Confession: I’m an “overthinker.” I even bought a book titled Women Who Think Too Much. Honestly, only someone who is an overthinker would buy this book, right? I didn’t get through it however because I realized a few chapters in that the writer was also an overthinker. I tossed it aside, vowing not to be this kind of person so I didn’t have to read books about it.
So when I came across this verse in The Message, it stopped me in my tracks and my overthinking tendencies kicked in full force: Dear, dear Corinthians, I can’t tell you how much I long for you to enter this wide-open spacious life. We didn’t fence you in. The smallness you feel comes from within you. Your lives aren’t small, but you’re living them in a small way. I am speaking as plainly as I can and with great affection. Open up your lives. Live openly and expansively! (2 Corinthians 6: 10-13) There are those times when the Bible doesn’t bring me comfort, peace, or a shower of warm emotion. Instead, I feel hit over the head and I begin to think, think, think. So I will take you down the road of an overthinker.
First step of an overthinker, questions: “Am I living a wide-open spacious life?” “Do I even know what this might look like?” Have I fenced myself in?” and the final, haunting question, “Am I living small, when that is the exact opposite of how I have been created to live?”

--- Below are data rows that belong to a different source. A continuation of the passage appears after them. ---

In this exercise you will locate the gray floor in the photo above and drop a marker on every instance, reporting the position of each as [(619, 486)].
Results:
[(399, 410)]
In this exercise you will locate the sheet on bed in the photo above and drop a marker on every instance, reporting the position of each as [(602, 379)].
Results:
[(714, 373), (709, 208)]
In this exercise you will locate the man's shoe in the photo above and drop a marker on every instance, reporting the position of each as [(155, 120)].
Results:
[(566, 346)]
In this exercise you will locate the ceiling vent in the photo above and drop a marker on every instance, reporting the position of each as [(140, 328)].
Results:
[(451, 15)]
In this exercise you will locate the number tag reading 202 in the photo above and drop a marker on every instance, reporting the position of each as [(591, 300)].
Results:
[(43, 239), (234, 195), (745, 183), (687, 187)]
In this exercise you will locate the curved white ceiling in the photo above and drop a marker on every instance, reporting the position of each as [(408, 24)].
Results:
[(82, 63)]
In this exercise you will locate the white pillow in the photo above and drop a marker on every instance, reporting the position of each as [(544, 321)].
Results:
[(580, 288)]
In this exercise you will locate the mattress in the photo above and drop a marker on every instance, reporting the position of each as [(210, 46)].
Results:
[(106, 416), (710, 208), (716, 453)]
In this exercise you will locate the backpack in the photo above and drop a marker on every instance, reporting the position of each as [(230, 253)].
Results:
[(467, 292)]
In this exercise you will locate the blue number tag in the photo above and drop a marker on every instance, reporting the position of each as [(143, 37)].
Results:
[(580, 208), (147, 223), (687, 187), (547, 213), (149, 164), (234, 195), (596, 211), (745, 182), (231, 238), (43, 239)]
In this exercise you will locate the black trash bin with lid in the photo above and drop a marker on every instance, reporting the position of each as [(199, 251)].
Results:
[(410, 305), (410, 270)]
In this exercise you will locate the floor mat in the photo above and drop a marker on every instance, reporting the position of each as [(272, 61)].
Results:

Second step of an overthinker, evaluation: I began to list the ways in which I might have fenced myself into a small life:
- I control my schedule so that there is little for spontaneous relationships or new and different opportunities
- I have surrounded myself with people who mostly think and look like me
- I only give to others – either time or money – from my leftovers
- I make my life safe and comfortable by accumulating more and more stuff
- I don’t like interruptions
- I never consider the possibility that the previous five things might be a little disappointing to God.